"I have done all that is possible to human art and knowledge, let us hope God's hand will shed a blessing upon my work. Pray to God, countess, fervently and with all your soul, that He may give my remedy strength to overcome the poison."

"Yes, yes," said the young girl ardently, and her eyes sought her lover; "come to me, my beloved friend!"

Herr von Stielow hastened to the bed and sank down before it with folded hands.

"I cannot put my hands together," she said in a low voice, looking at him affectionately, "so let me lay my hand in yours, and our united prayer shall ascend to heaven, that eternal mercy may permit us to remain together."

And she began whisperingly to pray, whilst the young officer's eyes were raised upwards with a look of the deepest devotion.

Suddenly a shudder passed through the form of the young countess, she withdrew her hand with a look of pain, and gazed with horror at her lover.

"Oh!" she cried in a trembling voice, "our prayers cannot really be united; what a dreadful thought, we do not pray to the same God!"

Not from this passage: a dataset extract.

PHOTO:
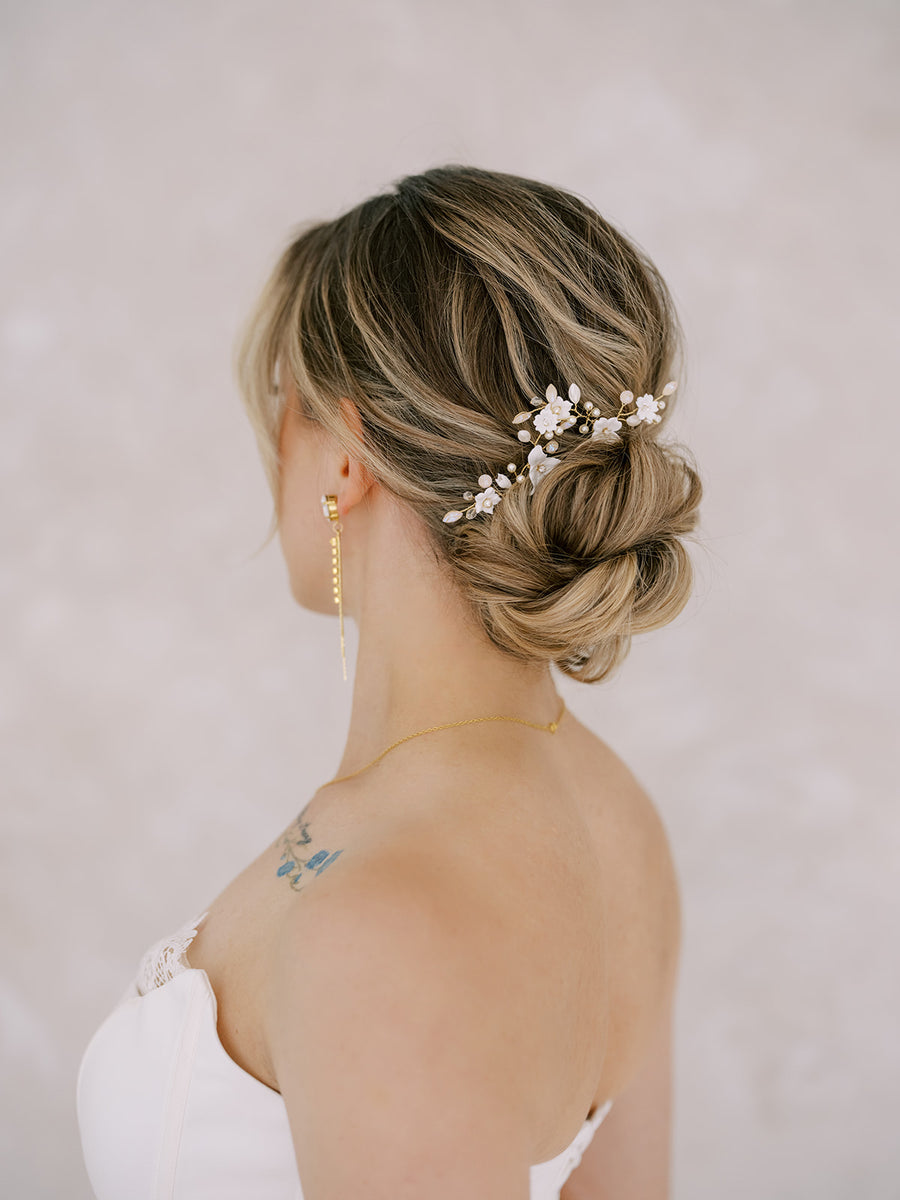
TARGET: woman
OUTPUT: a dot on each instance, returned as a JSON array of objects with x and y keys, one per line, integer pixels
[{"x": 453, "y": 975}]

"Clara!" cried the young man, "what an idea! there is but one God in heaven, and He will hear us!"

"Ah!" she cried, without heeding his words, "there is but one God in heaven, but you do not walk in the paths that lead to Him, you are not in the bosom of the Church! Oh! I often thought of it amidst the pleasures and distractions of life; but now in this dire necessity, at the very gate of eternity, the thought fills me with horror! God cannot hear us, and," she added, with a bewildered look, "if I must die, if no help is possible, I must pass into eternity, knowing that his soul is lost! Horrible! oh, horrible!"

"Clara! Clara!" cried von Stielow in a tone of the greatest anguish, gazing in despair upon her painfully excited face, "God is the same for all those who worship Him with a pure heart, and no prayer can be more pure, more earnest than mine is now!"